Some impulses were potentially more dangerous. Like when I would suddenly decide

‘sod the diet’ after I failed to do as well as I hoped to do. Afterwards I would be seething with

myself, as I would be back to square one after all the hard work. Or I would finish with my

boyfriend one day because I was bored and had nothing better to do. I just couldn’t afford

these moments of weakness.

I was never interested in risk taking, although my behaviours may suggest that I was.

But no, impulses would spring from a momentary loss of self-control, however dangerous

they may potentially be. I would cut myself in lessons sometimes. I could try and convince

myself that I needed to, that there was good reason. Only rarely could this ‘good reason’ not

have waited an hour or so. But I would cut there and then, just because I felt like it.

After I had carried out the impulse, and the urge was satisfied, only then would it be

the time to face the consequences of my actions. Sometimes I would realise how stupid I

was, but gradually nothing could shock me and I would sort it out rationally, or just live with

it.

A lot of the things I would do to myself were perfectly harmless but I would build them

up into being life threatening. It sounds paradoxical to be a hypochondriac self-harmer but

that was me. I would become scared of death and would tell someone what I had done. That

would always be my downfall, my inability to remain silent.

When I swallowed glass and injected red food colouring into a vein in my leg, I was

terrified that I would perforate something inside or my heart would stop. When my chest

pains got worse I was convinced that I had actually gone to far this time. So I told. Once I

had been reassured that my body would be fine, for me it became insignificant, and I could

just forget about it. Unfortunately no-one else saw it the same way! It was then I learnt that

the aftermath is generally worse than whatever I did to start with.

When I was younger I was always scared of ink poisoning, I was sure that one day I

would nick my hand with my pen and the ink would get into my bloodstream and there would

be nothing that they could do to save me. But that didn’t stop me, years later, from dropping

ink into a fresh cut. I liked the way it fell and then spread out, seeping it’s way along the

wound. After the food colouring doing nothing to hurt me, I should have known that it would

be the same way for the ink, but I’ll never learn. This time though, I knew better than to

admit what I’d done. I’ll never be able to predict which things I do that will be accepted

casually and which things will be seen as being more serious. So, just in case it would be

one of those things that would invite a heap of verbal abuse that I was mad and deserved

sectioning, although I doubted that it would be, I mentioned it in passing, as hypothetical.

Once my fears were laid to rest everything was okay again, no need to worry.

I was always just too safe, could never quite commit myself to anything. I really felt

like I wanted to die but could never be brave enough to go for it.
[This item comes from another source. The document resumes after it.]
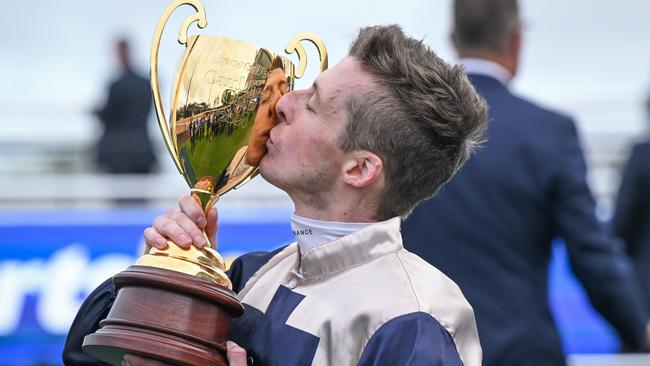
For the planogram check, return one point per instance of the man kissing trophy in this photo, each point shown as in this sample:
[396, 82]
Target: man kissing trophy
[176, 304]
I wished that I was dead,

that way I would be dead and it would be over, the hard bit of actually dying, the unknown. I

saw an episode of the American show ER once where a prisoner swallowed razor blades.
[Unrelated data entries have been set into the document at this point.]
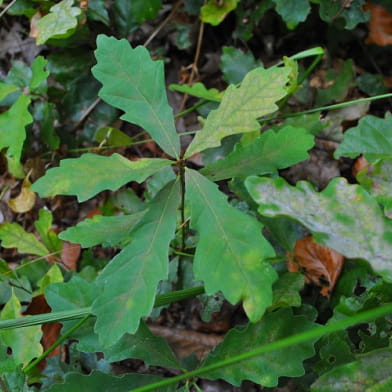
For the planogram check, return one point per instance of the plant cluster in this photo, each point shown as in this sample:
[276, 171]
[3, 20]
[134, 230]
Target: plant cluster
[224, 228]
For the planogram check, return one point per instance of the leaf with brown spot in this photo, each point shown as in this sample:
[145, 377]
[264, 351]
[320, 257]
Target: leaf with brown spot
[321, 265]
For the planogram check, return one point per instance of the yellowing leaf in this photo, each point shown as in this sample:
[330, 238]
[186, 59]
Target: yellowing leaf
[241, 107]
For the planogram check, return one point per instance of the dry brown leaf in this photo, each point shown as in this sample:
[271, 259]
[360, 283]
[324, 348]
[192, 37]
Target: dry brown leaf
[320, 265]
[380, 25]
[25, 201]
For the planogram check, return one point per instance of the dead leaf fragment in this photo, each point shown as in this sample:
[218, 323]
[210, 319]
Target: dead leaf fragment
[320, 265]
[25, 201]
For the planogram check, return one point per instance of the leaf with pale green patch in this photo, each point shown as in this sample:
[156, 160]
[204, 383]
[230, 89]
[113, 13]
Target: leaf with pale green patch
[241, 107]
[213, 12]
[198, 90]
[371, 372]
[264, 369]
[91, 173]
[292, 11]
[24, 342]
[130, 280]
[98, 381]
[371, 137]
[343, 217]
[61, 19]
[6, 89]
[13, 124]
[12, 235]
[135, 84]
[268, 153]
[105, 230]
[227, 258]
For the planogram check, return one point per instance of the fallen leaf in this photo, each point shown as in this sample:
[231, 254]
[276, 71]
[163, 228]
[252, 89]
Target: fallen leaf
[320, 265]
[25, 201]
[380, 25]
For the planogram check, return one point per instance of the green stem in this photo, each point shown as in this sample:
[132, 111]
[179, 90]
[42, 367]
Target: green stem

They thought he had attempted suicide until they discovered that the blades were taped and

he must have just been trying to escape. That would be me, trying to escape from my world

where no-one saw my pain rather than in fact trying to die. I always held that dream that one

day someone would see the hurt inside of me for what it was, rather than assuming I was

feeling sorry for myself and that I could just pull myself together.